Saturday, July 19, 2008

Google Geocodes

Since I have been on a kick this weekend getting back into the mapping thing, I decided to see what was new in the world of the Google Map API and discovered plenty of new great things. For example, folks have developed reverse geocoders. It's a shame however that the full ISO country names aren't used. Rather, only the country codes are made available via Google's geocode API. I would have much rather had the full country name and the full "AdministrativeAreaName" (i.e. the State or Province in Google Map API parlance) because I could then use this in the AJAX data grid for contributors of specimen records to the Nearctic Spider Database. Similarly, applications like Specify could have taken advantage of this to help users clean or check their data as these are entered.

Nevertheless, I tweaked my old Google Map Geocoder to take advantage of all these advancements. The point of this little gadget is to click a map and get the location and coordinates. In this era of GPS units and iPhones, this may be rather pointless. But it was fun to see what I could do in an hour or so.

4 comments:

rpg said...

Or one could use Biogeomancer (http://bg.berkeley.edu/latest) so that one could also get uncertainty measurements around those units, and access many more underlying datasets for place names. And of course the ability to georeference a much wider variety of typical localities (eg. those with offsets).

I only mention this because it is not just the readily accessible technologies like GPSs or new gadgets soon to appear (eg. GPS cameras). We need to really think about not just single points on map but the "footprint" representing a probability of where an organism was likely seen based both on the quality of the locality description and the underlying place names descriptors that you are pulling.
-r

David Shorthouse said...

rpg:

Agreed, there are plenty of considerations with point collections the least of which is just how true the lat/long coordinates are when pulled from Google Map (or any other API that permits these sorts of "click to get coordinates"). I suppose the ultimate question is how these data are used or are intended to be used. If the goal is to merely make a point collection map for the purposes of something like a catalogue or a monograph, then these simple point data (without uncertainty) suffice. If however the goal is to use these data for ecological niche modelling where uncertainty is well integrated into the algorithm(s), then yes, uncertainty should be recorded.
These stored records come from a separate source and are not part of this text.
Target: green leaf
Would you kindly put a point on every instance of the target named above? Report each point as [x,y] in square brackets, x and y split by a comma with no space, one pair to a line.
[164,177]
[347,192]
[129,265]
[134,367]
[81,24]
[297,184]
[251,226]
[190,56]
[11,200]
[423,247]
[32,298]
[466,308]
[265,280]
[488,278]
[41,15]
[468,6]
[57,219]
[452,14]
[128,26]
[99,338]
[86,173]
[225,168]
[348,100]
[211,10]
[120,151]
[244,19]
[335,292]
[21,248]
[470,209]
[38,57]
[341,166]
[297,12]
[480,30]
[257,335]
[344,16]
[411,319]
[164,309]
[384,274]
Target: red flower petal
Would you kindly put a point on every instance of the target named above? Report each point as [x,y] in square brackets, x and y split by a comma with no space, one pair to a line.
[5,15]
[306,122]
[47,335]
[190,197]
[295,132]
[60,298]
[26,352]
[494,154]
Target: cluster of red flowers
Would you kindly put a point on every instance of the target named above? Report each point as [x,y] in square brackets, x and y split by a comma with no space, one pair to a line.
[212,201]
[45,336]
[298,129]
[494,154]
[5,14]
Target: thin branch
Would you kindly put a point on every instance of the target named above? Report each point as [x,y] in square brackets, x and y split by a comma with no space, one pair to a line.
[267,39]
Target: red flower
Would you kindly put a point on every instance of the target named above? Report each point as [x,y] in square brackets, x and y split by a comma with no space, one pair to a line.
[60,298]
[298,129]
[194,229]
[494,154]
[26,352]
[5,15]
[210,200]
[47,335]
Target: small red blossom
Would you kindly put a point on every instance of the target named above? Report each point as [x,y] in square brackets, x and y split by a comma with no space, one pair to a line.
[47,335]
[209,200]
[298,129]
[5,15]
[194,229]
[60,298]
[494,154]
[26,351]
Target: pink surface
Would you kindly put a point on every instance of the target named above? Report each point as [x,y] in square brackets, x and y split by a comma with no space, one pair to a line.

What slows us down is the fact that this uncertainty tends to be collector/collection/specimen-specific. It is near impossible to batch process uncertainty. I wonder how many GBIF providers make use of the "CoordinateUncertaintyInMeters" element in the DarwinCore spatial extension. My guess is next to none. It's not for lack of understanding, it's for lack of human beings to key in uncertainty.

rpg said...

David says: "It is near impossible to batch process uncertainty. I wonder how many GBIF providers make use of the "CoordinateUncertaintyInMeters" element in the DarwinCore spatial extension. My guess is next to none."

Interesting you should mention this. We have a GBIF seed grant this year to try to do just that. Biogeomancer was built with a batch process workbench feature for providers. It also has an associated web service. So the idea behind the project is pretty simple. A data harvester collects records from institution resources that have been approved for use by their administrators. Harvested records are evaluated to determine if they contain sufficient information to warrant georeferencing. The records that meet these criteria are sent to the BioGeomancer web service and the response for each record is checked again to determine if the result is unambiguous in terms of location and has low uncertainty (under 10km radius error). These high quality georeferenced records and information concerning the whole georeference process are stored on a server and a notification is sent to the originating institution that new records have been georeferenced and are available for collection and incorporation.

I personally think such services will be important for convincing other providers of the value of becoming a data provider.

I am not quite sure I agree with this statement either, David: "If the goal is to merely make a point collection map for the purposes of something like a catalogue or a monograph, then these simple point data (without uncertainty) suffice."

Would you not consider the standard deviation as well as the mean when measuring from among a population? It seems like the same problem to me. We know the data is dirtier than a point and we know that our products might be used by others in ways we cannot anticipate. We should attempt to represent uncertainty.

Having said that, I realize I am being hypocritical. I have published multiple papers with "point-maps" as opposed to footprints. A lot of the reason why we do points is that it is simple and quick. Hopefully the technology for showing more interesting representations is catching up with our needs.

David Shorthouse said...

"I personally think such services will be important for convincing other providers of the value of becoming a data provider."

You and me both! But would the service be post-hoc or would it be available at the time data are captured in local databases? The former requires the provider to go back to these records and clean them; the latter is a lot more seamless. I would love to integrate this into an online AJAXy data grid so JSON with a callback function would be most excellent.

What does "footprint" map look like? Maybe a B&W point map where each point has a grey halo?